14.1 In view of the above, the learned CIT (A) was of the opinion that the estimated disallowance at the rate of 25% of the purchases will provide justice to plug the leakage of revenue. Accordingly the learned CIT (A) confirmed the addition in part for an amount of ₹ 25,12,43,170/- and deleted the addition for an amount of ₹ 75,37,29,510/-. Thus the ground of appeal of the assessee was partly allowed.

15. Against the order of the learned CIT (A) both the assessee and Revenue are in appeal before us. The assessee is appeal against the addition sustained for ₹ 25,12,43,170/- whereas the Revenue is in appeal against the deletion of addition up to 75% i.e. ₹ 75,37,29,510/- only. The Revenue in ITA No.3194/Ahd/2016 has raised the following grounds.

1. The Ld.CIT(A) has erred in law and on facts in restricting the addition @ 25% amounting to ₹ 25,12,43,170/- as against ₹ 100,49,72,680/- on account of bogus purchase without properly appreciating the facts of the case and the material brought on record.

2. On the facts and in the circumstances of the case the Ld.CIT(A) ought to have upheld the order of the Assessing Officer.

3. It is, therefore, prayed that the order of the Ld.CIT(A) may be set aside and that of the Assessing Officer may be restored to the above extent.

4. The appellant craves leave to amend or later any ground or add a new ground, which may be necessary.

16. The learned AR before us submitted that if the purchases are treated as bogus then the corresponding sales should also be treated as bogus. Accordingly the benefit of sales should be given by reducing the income which was offered to tax.

16.1 The learned AR further contended that all the purchases and sales are recorded in the books of accounts along with the quantity which were subject to audit. But no deficiency has been pointed out by the auditor.

16.2 The transactions for the purchases and sales were carried out through the banking channel and there was no iota of evidence suggesting that the assessee has received money back from the parties.

16.3 The learned AR further contended that the opportunity of cross examination was not provided by the AO and therefore there cannot be any addition in the hands of the assessee by relying on the statement of third party.

17. On the other hand learned DR contended that the assessee failed to produce any documentary evidence for the physical movement of the goods. Furthermore, it has been established during the proceedings before the sales tax department that the aforesaid companies were providing accommodating entries.

17.1 Both the learned AR and the DR vehemently supported the order of the authorities below to the extent favourable to them.

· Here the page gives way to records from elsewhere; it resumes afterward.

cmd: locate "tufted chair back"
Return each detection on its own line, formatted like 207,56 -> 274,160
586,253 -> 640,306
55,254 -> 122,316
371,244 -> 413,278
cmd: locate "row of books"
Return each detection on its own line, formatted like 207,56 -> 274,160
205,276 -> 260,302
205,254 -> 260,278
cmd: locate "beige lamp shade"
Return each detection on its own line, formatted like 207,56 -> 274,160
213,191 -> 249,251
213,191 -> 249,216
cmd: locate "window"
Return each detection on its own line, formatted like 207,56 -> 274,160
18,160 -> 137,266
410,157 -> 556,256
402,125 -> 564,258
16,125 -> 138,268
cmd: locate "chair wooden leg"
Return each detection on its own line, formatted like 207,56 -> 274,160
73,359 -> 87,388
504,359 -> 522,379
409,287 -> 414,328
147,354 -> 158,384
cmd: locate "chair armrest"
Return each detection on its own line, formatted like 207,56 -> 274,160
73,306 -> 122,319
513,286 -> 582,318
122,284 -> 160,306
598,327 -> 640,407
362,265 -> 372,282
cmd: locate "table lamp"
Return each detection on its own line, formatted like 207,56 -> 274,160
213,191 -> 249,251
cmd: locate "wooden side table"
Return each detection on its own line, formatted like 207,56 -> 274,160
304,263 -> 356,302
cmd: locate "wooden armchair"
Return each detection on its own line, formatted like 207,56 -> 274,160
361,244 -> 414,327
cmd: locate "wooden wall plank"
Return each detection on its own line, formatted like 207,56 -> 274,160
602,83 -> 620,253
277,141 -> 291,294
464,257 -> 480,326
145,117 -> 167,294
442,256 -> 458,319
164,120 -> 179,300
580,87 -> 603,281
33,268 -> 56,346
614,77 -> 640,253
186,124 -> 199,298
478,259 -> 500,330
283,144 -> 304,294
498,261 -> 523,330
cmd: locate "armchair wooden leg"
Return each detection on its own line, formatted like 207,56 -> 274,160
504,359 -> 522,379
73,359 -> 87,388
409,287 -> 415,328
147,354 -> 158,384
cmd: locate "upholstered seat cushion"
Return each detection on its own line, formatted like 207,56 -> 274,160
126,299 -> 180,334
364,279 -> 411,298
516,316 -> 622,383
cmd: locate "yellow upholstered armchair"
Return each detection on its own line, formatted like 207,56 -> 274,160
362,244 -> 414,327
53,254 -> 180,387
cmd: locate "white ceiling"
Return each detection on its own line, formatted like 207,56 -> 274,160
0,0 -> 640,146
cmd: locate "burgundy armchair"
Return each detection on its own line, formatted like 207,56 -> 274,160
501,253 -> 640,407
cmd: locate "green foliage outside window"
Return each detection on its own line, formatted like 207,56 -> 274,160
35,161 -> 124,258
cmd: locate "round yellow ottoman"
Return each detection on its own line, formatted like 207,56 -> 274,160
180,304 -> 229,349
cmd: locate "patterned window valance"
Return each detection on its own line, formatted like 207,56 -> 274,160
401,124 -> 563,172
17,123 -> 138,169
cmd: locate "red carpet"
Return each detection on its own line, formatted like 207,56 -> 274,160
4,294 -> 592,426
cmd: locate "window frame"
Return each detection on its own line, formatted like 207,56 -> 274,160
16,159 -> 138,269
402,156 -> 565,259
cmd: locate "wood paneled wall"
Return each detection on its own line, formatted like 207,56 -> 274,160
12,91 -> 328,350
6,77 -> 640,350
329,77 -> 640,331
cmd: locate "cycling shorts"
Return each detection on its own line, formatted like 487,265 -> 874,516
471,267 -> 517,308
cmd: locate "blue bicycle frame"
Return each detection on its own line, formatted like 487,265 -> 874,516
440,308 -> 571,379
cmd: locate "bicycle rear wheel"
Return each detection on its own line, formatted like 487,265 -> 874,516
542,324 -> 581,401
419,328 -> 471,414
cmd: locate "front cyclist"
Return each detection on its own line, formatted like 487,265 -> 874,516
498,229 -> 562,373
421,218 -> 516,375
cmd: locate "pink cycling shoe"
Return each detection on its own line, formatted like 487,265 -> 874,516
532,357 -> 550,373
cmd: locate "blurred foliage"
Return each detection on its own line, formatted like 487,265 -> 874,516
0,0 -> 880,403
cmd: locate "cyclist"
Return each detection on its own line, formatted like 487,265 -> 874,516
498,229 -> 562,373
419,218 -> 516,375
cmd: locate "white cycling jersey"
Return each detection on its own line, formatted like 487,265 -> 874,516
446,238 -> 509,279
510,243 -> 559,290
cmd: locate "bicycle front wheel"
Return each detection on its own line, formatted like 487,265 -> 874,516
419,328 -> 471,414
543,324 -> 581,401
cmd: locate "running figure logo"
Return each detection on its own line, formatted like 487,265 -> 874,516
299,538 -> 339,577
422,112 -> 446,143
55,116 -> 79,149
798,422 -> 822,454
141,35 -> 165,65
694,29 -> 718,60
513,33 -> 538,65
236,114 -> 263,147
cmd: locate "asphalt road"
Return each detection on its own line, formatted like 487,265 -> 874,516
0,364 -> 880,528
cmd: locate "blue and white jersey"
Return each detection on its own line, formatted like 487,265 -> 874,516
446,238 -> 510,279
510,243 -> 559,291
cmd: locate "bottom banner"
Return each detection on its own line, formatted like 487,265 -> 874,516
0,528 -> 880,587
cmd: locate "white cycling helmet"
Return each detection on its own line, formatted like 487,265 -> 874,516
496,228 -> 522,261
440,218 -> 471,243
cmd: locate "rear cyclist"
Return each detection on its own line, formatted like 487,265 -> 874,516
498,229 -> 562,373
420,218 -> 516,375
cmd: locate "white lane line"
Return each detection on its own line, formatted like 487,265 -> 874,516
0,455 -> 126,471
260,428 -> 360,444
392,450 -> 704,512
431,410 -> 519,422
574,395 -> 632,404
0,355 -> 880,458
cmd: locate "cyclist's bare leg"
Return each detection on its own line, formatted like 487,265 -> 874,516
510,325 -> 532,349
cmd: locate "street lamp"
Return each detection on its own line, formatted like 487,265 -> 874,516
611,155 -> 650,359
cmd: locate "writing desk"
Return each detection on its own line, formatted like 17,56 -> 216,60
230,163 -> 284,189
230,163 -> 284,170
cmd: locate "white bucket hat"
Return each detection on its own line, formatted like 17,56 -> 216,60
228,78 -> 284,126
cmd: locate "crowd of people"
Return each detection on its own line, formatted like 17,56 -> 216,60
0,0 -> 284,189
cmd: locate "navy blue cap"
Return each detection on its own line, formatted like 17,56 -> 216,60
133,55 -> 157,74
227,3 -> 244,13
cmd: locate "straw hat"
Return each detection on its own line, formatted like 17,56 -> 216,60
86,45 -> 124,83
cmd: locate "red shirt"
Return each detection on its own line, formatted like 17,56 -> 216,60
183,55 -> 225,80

18. We heard the rival contention of both the parties and perused the materials available on record. The facts of the case have already been elaborated in detail in the preceding paragraph. Therefore we are not inclined to repeat the same for the sake of brevity and convenience. The 1st issue that arises for our consideration is whether the transaction of purchase and sales shown by the assessee is bogus in nature. In this regard, we note that the primary onus lies upon the assessee to justify the transaction of the purchase and sales based on the documentary evidence. From the preceding discussion, we note certain undisputed facts as detailed under:

i. The assessee has purchased the goods from the company namely M/s Induja Traders Pvt Ltd for ₹ 54,34,97,318 and sold the same while the goods were in transit in most of the cases on same day to another company namely M/s Color Shop Pvt Ltd. for ₹ 54,49,05,854/- which was controlled and managed by same set of people who were controlling and managing the supplier company i.e. M/s Induja Traders Pvt Ltd. Similarly, the assessee purchased goods from M/s Kotsons Impex Pvt Ltd for ₹ 46,14,75,362/- and sold the same similarly to the sister concern of M/s Kotsons Impex Pvt Ltd namely Priya Exim Pvt Ltd for ₹ 46,88,50,993/-. In this transaction the assessee is earning nominal profit of ₹ 87,84,167/- @ 0.86% which creates doubt why should the management of supplier company sale goods to the assessee and purchase the same from assessee on same day in the name of sister concern.

ii. The assessee has sold the goods on the day of purchase but these purchases were classified in the books of accounts under the head consumables. Thus the assessee has wrongly classified the goods under the head consumables though these goods were purchased for the purpose of the trading.

iii. No documentary evidence was brought on record about the movement of the goods.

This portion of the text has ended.